Q&A on Japan's conspiracy legislation
After past failures to pass bills for prosecuting criminal plots, Tokyo takes terrorism angle
TOKYO -- Japan's government approved a bill Tuesday for introduction in the Diet that would allow prosecuting would-be terrorists for preparing to carry out an attack. But past attempts to define what constitutes criminal conspiracy have failed to pass the parliament. Here are some points to know about the controversial new proposal.
Q: Why is the Abe government in such a hurry to have this bill passed?
A: The government aims to join the United Nations Convention Against Transnational Organized Crime, to which 187 other countries and territories are party. The pact's merits include an increased ability to share information on organized crime investigations with authorities in other countries. One of the conditions of signing on to the convention, according to the government, is having the legal framework to prosecute criminal organizations at the point when they agree to commit a crime. But Hiroshi Ogushi, policy affairs chief of the opposition Democratic Party, says Japan can ratify the convention without such a sweeping domestic law.
Q: Why did the past three attempts to pass a conspiracy bill fail?

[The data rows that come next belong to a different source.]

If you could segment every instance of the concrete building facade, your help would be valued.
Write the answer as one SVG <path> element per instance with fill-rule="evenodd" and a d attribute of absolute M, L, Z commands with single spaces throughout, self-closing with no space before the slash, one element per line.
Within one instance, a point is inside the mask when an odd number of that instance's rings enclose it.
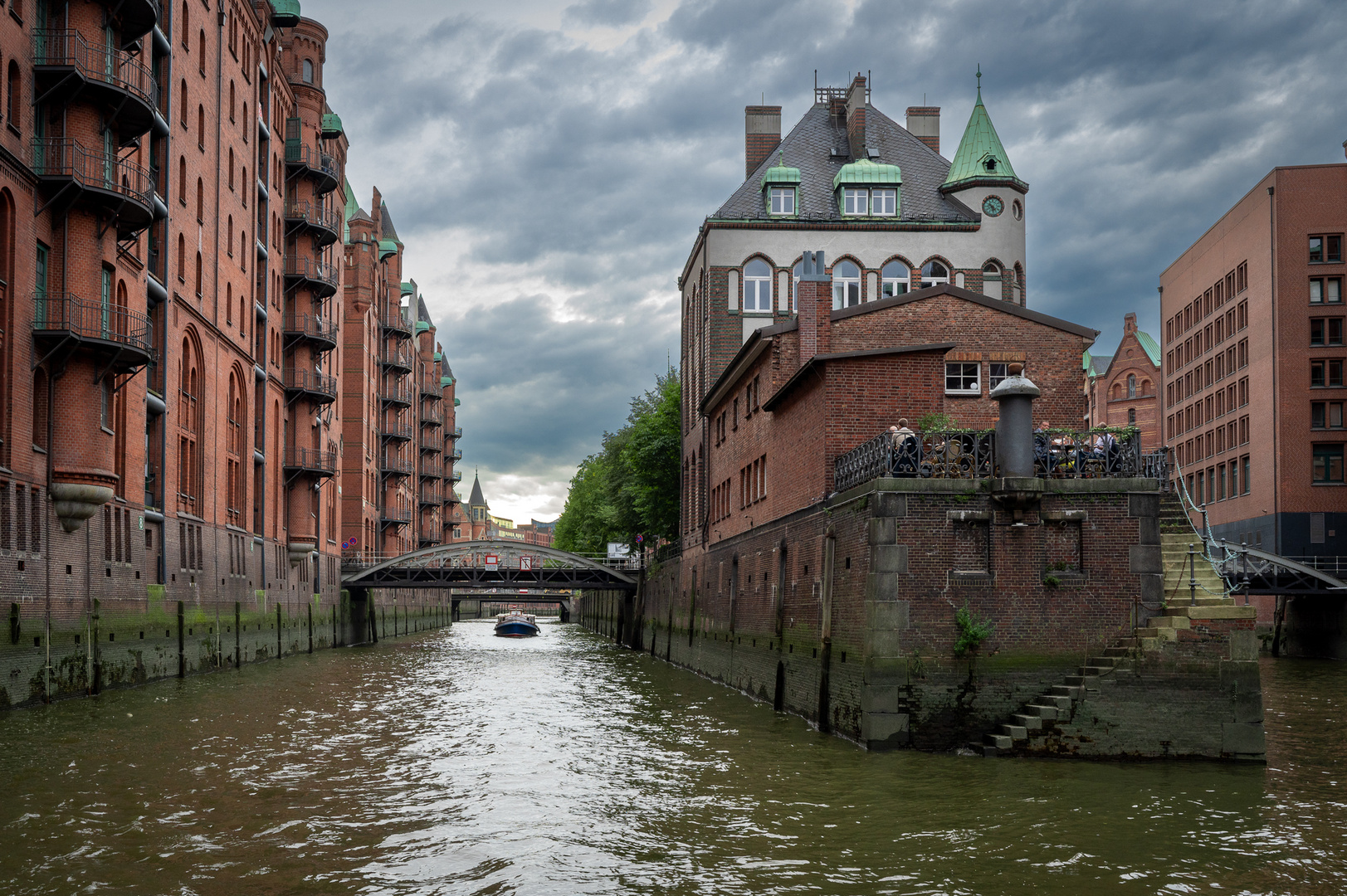
<path fill-rule="evenodd" d="M 1214 535 L 1347 554 L 1347 164 L 1273 168 L 1160 275 L 1165 442 Z"/>

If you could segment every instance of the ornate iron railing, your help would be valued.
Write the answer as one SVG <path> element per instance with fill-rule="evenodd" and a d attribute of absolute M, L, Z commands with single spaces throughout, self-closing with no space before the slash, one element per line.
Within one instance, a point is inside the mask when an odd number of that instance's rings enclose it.
<path fill-rule="evenodd" d="M 1168 480 L 1168 453 L 1141 453 L 1137 430 L 1039 430 L 1034 476 Z M 881 433 L 834 461 L 838 492 L 884 477 L 982 480 L 998 476 L 994 430 Z"/>

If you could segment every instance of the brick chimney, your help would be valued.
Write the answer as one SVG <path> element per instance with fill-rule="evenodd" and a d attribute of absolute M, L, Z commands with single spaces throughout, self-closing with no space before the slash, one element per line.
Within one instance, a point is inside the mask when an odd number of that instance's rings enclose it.
<path fill-rule="evenodd" d="M 865 86 L 865 75 L 855 75 L 846 92 L 846 139 L 851 146 L 851 159 L 869 156 L 865 148 L 865 104 L 870 92 Z"/>
<path fill-rule="evenodd" d="M 832 275 L 823 267 L 823 251 L 806 252 L 800 282 L 795 287 L 800 313 L 800 365 L 826 354 L 832 344 Z"/>
<path fill-rule="evenodd" d="M 781 146 L 781 106 L 744 106 L 744 177 Z"/>
<path fill-rule="evenodd" d="M 908 106 L 908 133 L 940 151 L 940 106 Z"/>

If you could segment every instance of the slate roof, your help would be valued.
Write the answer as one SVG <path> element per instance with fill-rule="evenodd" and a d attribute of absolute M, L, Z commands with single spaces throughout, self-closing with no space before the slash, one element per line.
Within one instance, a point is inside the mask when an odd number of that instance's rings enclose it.
<path fill-rule="evenodd" d="M 896 164 L 902 171 L 902 221 L 975 222 L 981 216 L 958 199 L 940 193 L 950 174 L 950 163 L 935 150 L 885 116 L 874 106 L 865 106 L 865 141 L 870 158 Z M 832 151 L 836 150 L 836 155 Z M 748 221 L 780 220 L 766 213 L 762 202 L 762 175 L 781 163 L 800 170 L 799 214 L 791 221 L 841 221 L 832 179 L 843 164 L 851 162 L 851 144 L 846 125 L 836 124 L 828 108 L 815 104 L 781 140 L 753 174 L 722 205 L 713 218 Z"/>

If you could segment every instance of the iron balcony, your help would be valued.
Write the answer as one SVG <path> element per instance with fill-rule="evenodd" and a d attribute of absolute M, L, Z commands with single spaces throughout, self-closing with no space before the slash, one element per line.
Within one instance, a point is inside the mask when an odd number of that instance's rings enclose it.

A: Legislation proposed by past governments sought to make punishable acts of conspiring to commit serious crimes as a "group." Such a broad definition sparked fear that harmless situations -- say, co-workers talking at a pub about beating up their boss -- could run afoul of the law.
This time, the government has dropped the word conspiracy and adopted the label of plotting to commit "terrorism" and other organized crimes. This rewriting seeks to position the legislation as part of the Japan's counterterrorism preparations for the 2020 Summer Olympics in Tokyo.

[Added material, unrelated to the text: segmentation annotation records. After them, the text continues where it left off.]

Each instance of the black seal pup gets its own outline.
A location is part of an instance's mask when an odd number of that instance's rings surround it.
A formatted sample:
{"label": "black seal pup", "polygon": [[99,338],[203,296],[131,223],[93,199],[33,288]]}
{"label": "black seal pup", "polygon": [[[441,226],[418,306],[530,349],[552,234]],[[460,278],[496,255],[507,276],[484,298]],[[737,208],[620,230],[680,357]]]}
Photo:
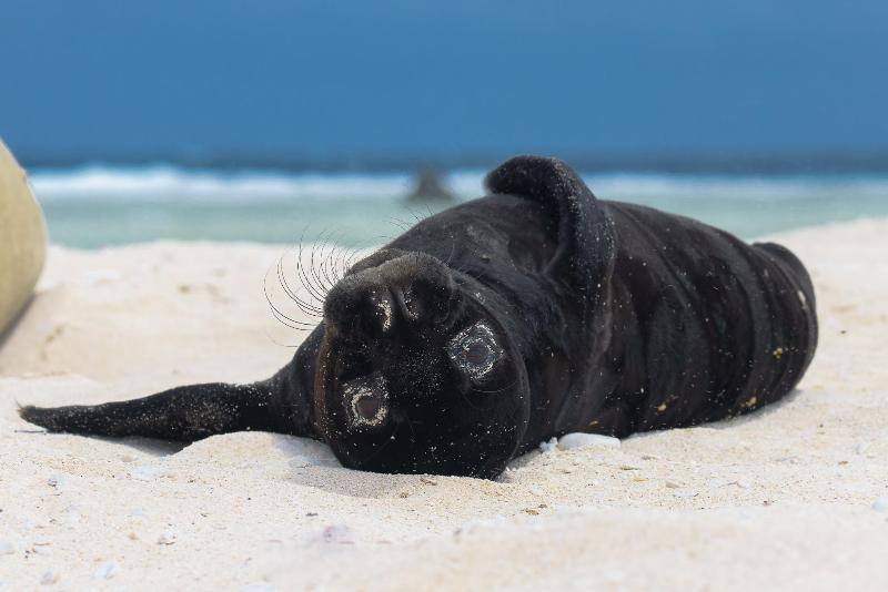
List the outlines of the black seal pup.
{"label": "black seal pup", "polygon": [[183,441],[271,430],[355,469],[494,478],[553,436],[734,417],[805,372],[814,289],[786,248],[599,201],[556,160],[515,157],[486,186],[352,266],[268,380],[21,416]]}

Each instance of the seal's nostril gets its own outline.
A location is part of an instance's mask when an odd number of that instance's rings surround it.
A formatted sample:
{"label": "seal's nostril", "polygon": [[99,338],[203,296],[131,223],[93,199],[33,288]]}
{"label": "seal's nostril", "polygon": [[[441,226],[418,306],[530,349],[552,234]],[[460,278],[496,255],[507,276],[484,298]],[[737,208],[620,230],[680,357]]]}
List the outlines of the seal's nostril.
{"label": "seal's nostril", "polygon": [[381,408],[382,399],[376,396],[361,397],[355,401],[355,410],[366,420],[375,419]]}

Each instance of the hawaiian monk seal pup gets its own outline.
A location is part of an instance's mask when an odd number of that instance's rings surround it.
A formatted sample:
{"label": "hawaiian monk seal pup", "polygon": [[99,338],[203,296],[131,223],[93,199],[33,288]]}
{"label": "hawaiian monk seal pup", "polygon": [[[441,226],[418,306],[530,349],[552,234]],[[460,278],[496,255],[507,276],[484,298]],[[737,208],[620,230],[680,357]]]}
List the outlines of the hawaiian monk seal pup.
{"label": "hawaiian monk seal pup", "polygon": [[352,266],[269,380],[21,416],[185,441],[280,431],[356,469],[494,478],[553,436],[728,418],[801,378],[815,298],[786,248],[598,201],[556,160],[513,159],[486,186]]}

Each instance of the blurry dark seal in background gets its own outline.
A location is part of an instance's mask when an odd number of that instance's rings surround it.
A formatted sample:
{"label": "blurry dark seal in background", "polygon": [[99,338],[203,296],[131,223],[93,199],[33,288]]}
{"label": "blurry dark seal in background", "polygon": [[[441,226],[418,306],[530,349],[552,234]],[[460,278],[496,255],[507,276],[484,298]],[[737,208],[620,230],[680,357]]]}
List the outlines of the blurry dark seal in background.
{"label": "blurry dark seal in background", "polygon": [[599,201],[556,160],[513,159],[486,185],[352,266],[269,380],[21,416],[184,441],[272,430],[356,469],[494,478],[553,436],[749,412],[808,367],[814,290],[786,248]]}

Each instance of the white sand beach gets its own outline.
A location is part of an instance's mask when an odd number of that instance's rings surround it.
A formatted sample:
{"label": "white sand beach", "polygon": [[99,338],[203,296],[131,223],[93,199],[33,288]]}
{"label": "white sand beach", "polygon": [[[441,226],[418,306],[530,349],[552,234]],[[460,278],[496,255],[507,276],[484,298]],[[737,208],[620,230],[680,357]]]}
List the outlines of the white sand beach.
{"label": "white sand beach", "polygon": [[252,381],[303,337],[262,292],[283,246],[51,247],[0,343],[0,590],[886,590],[888,221],[775,238],[817,289],[797,392],[496,481],[356,472],[271,433],[42,432],[17,401]]}

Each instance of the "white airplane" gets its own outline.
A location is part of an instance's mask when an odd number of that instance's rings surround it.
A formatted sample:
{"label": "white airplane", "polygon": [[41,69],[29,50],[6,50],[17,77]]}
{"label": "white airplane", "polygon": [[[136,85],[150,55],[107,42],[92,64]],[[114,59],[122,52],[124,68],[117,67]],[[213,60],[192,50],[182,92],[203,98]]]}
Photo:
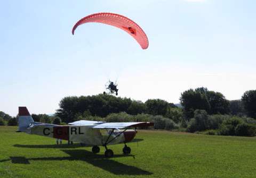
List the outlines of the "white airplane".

Q: Is the bill, in its substance, much different from past ones?
A: It targets "organized criminal groups" and specifies terrorist groups among them. The version of the bill approved Tuesday by the cabinet covers 277 crimes, down from 676 in an early draft. Another difference is that the threshold for prosecution has gone up -- before charges are brought, a group needs to have "plans" to commit a crime, and at least one member must conduct a preparatory activity, such as casing the intended crime scene or acquiring financing.
Q: Would ordinary law-abiding citizens really be safe from prosecution under such a law?
A: This concern gets to the heart of why opinion on the bill is so sharply divided. The Abe government says the legislation is not meant to target upstanding companies, religious groups or labor unions. However, the government notes, a group's objectives can change. A company that commits serial fraud or a cult that stockpiles chemical weapons could have conspiracy charges brought against them.
The grounds for making such a determination probably will prove a major point of contention in the Diet. Past cases show how difficult this can be. Tokyo investigators struggled to determine at what point Aum Shinrikyo, the cult behind the 1995 sarin attack on the Tokyo subway, became criminal.
Other issues include determining when a group has agreed to commit a crime and what constitutes preparation. "Drawing vague lines could lead to cases of wrongful conviction as the result of arbitrary investigations," warned a senior member of the opposition Democratic Party.
Q: What are the bill's prospects of becoming law in the current parliamentary session?
A: Reaching a consensus may prove hard going, even within the ruling coalition. Komeito, the junior partner to the ruling Liberal Democratic Party, is looking skittish about trying to ram the bill through the Diet ahead of Tokyo municipal council elections in July.